In the Land of the Heavy Laden came once a dreary day. And the King, who sat upon the Great White Throne, raised his eyes and saw afar off how the hills around were hot with hostile feet and the sound of the mocking of his enemies struck anxiously on the King’s ears, for the King loved his enemies. So the King lifted up his hand in the glittering silence and spake softly, saying: “Call the Servants of the King.” Then the herald stepped before the armpost of the throne, and cried: “Thus saith the High and Mighty One, who inhabiteth Eternity, whose name is Holy,—the Servants of the King!”
Now, of the servants of the king there were a hundred and forty-four thousand,—tried men and brave, brawny of arm and quick of wit; aye, too, and women of wisdom and women marvelous in beauty and grace. And yet on this drear day when the King called, their ears were thick with the dust of the enemy, their eyes were blinded with the flashing of his spears, and they hid their faces in dread silence and moved not, even at the King’s behest. So the herald called again. And the servants cowered in very shame, but none came forth. But the third blast of the herald struck upon a woman’s heart, afar. And the woman straightway left her baking and sweeping and the rattle of pans; and the woman straightway left her chatting and gossiping and the sewing of garments, and the woman stood before the King, saying: “The servant of thy servants, O Lord.”

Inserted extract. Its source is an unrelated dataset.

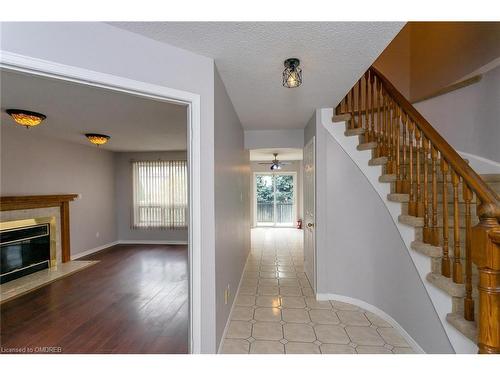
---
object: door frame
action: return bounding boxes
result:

Then the King smiled,—smiled wondrously, so that the setting sun burst through the clouds, and the hearts of the King’s men dried hard within them. And the low-voiced King said, so low that even they that listened heard not well: “Go, smite me mine enemies, that they cease to do evil in my sight.” And the woman quailed and trembled. Three times she lifted her eyes unto the hills and saw the heathen whirling onward in their rage. And seeing, she shrank—three times she shrank and crept to the King’s feet.
“O King,” she cried, “I am but a woman.”
And the King answered: “Go, then, Mother of Men.”
And the woman said, “Nay, King, but I am still a maid.” Whereat the King cried: “O maid, made Man, thou shalt be Bride of God.”
And yet the third time the woman shrank at the thunder in her ears, and whispered: “Dear God, I am black!”
The King spake not, but swept the veiling of his face aside and lifted up the light of his countenance upon her and lo! it was black.
So the woman went forth on the hills of God to do battle for the King, on that drear day in the land of the Heavy Laden, when the heathen raged and imagined a vain thing.
VII
THE DAMNATION OF WOMEN
I remember four women of my boyhood: my mother, cousin Inez, Emma, and Ide Fuller. They represented the problem of the widow, the wife, the maiden, and the outcast. They were, in color, brown and light-brown, yellow with brown freckles, and white. They existed not for themselves, but for men; they were named after the men to whom they were related and not after the fashion of their own souls.